Il fatto che poi i giovani non si sposino e non facciano figli è il segnale del fatto che si tende a pensare al presente, a godere della rendita ottenuta magari grazie al sudore di altre persone, senza sentire la necessità di fare qualcosa per il futuro perché non c’è nulla che sproni a farlo. Non ditemi che oggi i giovani non si sposano per motivi economici, perche solo 50 anni fa ci si sposava anche se si era molto più poveri di adesso e la natalità era più alta.
Certo, ci sia accontentava del necessario e l’impegno del mantenere una famiglia stimolava i coniugi ad aumentare la loro capacità di trovare nuove fonti di guadagno o di evitare le spese inutili, scegliendo di risparmiare. Così abbiamo costruito un Paese che da Terzo mondo è diventata una delle potenze economiche mondiali. Se il “carpe diem” diventa il fine della vita è anche la fine di una civiltà. Questo è il fattore originale che ha portato a questa crisi economica e a un ulteriore impoverimento delle fasce più deboli.
Ritiene che queste statistiche documentino l’importanza di non bloccare gli aiuti dell’Unione europea al Pead?
Sicuramente se scendono i consumi come segnale di una minore capacità di acquisto, questo incide ancora di più per chi già aveva poco da spendere. Ma l’aiuto alimentare è indispensabile. Non sono mai esistite società dove non ci siano stati mendicanti, mentre sono esistite società dove nessuno se ne occupava. Dal cristianesimo in poi l’accoglienza alla mensa è stato un modo per testimoniare una civiltà nuova. Se ora si decide di non occuparsene più è un segnale di inciviltà.

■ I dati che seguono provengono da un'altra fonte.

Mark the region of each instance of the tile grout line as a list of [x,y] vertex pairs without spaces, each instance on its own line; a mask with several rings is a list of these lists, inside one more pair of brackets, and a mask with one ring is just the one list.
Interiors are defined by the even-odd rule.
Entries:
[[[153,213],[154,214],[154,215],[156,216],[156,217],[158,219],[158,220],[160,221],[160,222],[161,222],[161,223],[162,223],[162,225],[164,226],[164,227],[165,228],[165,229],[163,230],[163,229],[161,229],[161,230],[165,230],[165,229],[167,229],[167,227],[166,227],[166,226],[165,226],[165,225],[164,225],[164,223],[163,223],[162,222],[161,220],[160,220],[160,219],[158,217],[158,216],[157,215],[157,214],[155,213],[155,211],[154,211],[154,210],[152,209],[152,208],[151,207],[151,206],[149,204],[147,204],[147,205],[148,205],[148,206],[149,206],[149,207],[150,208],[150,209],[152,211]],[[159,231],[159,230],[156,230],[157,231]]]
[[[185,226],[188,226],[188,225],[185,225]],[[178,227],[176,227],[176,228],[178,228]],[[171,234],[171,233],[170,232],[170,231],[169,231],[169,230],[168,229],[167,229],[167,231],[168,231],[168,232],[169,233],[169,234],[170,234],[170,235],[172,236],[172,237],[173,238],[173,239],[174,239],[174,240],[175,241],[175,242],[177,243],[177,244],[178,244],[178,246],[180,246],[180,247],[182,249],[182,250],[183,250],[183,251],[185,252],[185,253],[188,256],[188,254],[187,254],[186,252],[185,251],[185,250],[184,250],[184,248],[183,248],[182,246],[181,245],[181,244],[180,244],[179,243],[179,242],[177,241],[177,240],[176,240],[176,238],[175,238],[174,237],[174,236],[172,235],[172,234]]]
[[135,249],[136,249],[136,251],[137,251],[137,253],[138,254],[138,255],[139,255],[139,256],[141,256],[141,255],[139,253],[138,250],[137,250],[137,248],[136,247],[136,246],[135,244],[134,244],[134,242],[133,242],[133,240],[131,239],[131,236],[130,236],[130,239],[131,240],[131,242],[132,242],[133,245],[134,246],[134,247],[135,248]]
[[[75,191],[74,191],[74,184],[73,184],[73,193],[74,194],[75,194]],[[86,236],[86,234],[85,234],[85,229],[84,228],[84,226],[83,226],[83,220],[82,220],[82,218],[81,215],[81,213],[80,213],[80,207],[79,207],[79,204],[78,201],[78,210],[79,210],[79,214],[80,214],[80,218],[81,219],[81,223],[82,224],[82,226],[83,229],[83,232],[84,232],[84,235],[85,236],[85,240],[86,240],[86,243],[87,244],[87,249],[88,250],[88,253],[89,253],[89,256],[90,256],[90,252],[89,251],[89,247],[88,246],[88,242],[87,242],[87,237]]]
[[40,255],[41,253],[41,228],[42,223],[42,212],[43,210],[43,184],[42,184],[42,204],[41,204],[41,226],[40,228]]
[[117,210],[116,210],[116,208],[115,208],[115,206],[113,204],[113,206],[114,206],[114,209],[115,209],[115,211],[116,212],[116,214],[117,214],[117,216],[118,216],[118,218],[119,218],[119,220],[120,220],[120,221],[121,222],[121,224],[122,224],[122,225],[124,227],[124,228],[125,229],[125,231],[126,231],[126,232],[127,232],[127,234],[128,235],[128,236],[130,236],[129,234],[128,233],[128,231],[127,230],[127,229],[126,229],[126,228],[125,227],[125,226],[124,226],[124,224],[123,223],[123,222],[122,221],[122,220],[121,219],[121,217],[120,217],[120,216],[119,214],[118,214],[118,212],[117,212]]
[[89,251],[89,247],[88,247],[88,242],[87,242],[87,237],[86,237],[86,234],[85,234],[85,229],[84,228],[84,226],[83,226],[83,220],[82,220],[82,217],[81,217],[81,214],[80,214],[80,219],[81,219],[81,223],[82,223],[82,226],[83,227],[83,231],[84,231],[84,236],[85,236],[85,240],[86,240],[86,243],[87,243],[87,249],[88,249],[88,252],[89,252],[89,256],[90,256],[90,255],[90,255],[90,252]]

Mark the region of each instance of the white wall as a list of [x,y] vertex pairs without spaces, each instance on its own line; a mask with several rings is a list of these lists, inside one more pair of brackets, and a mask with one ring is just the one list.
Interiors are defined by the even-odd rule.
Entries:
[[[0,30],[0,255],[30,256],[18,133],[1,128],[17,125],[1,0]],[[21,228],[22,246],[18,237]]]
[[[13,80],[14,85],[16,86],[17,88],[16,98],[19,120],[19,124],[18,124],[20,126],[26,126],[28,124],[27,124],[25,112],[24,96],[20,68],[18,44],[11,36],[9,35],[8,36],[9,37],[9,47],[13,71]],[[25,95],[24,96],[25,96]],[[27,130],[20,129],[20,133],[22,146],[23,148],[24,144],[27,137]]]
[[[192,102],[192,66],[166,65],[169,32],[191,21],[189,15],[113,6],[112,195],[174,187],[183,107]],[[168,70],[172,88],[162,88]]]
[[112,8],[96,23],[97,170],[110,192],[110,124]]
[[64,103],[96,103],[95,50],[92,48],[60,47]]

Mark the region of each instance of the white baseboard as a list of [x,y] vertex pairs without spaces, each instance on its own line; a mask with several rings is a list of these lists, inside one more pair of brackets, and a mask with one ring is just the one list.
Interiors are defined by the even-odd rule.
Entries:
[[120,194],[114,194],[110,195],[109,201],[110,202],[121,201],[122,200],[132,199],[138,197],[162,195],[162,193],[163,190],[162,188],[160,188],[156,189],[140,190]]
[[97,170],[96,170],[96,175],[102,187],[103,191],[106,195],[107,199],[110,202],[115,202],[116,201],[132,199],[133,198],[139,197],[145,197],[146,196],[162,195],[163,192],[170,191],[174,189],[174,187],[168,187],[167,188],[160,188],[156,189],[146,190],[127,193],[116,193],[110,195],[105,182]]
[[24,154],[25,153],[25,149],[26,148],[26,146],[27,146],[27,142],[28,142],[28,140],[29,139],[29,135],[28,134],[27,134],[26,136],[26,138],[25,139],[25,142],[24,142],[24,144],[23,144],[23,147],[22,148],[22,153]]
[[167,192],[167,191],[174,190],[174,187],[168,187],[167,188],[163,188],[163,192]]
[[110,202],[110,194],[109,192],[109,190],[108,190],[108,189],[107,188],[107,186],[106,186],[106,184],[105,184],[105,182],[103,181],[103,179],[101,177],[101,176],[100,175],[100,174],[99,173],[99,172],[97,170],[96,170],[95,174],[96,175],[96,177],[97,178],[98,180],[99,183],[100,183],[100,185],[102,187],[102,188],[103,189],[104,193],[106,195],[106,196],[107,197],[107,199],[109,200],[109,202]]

In che modo la politica può e deve intervenire, in un’ottica sussidiaria, per evitare che le famiglie italiane ed europee cadano sotto la soglia di povertà alimentare?
Innanzitutto preoccupandosi di investire nello sviluppo e recuperando risorse dal taglio delle rendite. Occorre inoltre ridurre la burocrazia, altra fonte di rendita, selezionare le eccellenze e sostenerle economicamente o con evidenti vantaggi fiscali. Questo vale anche per le realtà non profit. È venuto il momento di sostenere davvero chi dimostra di saper moltiplicare a favore del bene comune gli aiuti ricevuti. E di tagliare i contributi a chi al contrario pretende di essere mantenuto dalla Stato.
La tendenza italiana registrata dai dati Cia è analoga a quanto sta avvenendo in altri Paesi europei?
Sicuramente in Paesi come Francia e Germania o nei Paesi del Nord Europa le politiche a favore della famiglia sono molto più avanzate ed economicamente vantaggiose. E in questa crisi rappresentano un importante sostegno per le fasce deboli. Mentre i Paesi dell’Est sono ancora troppo instabili e giovani per poter essere confrontabili con le Nazioni della vecchia Europa come l’Italia.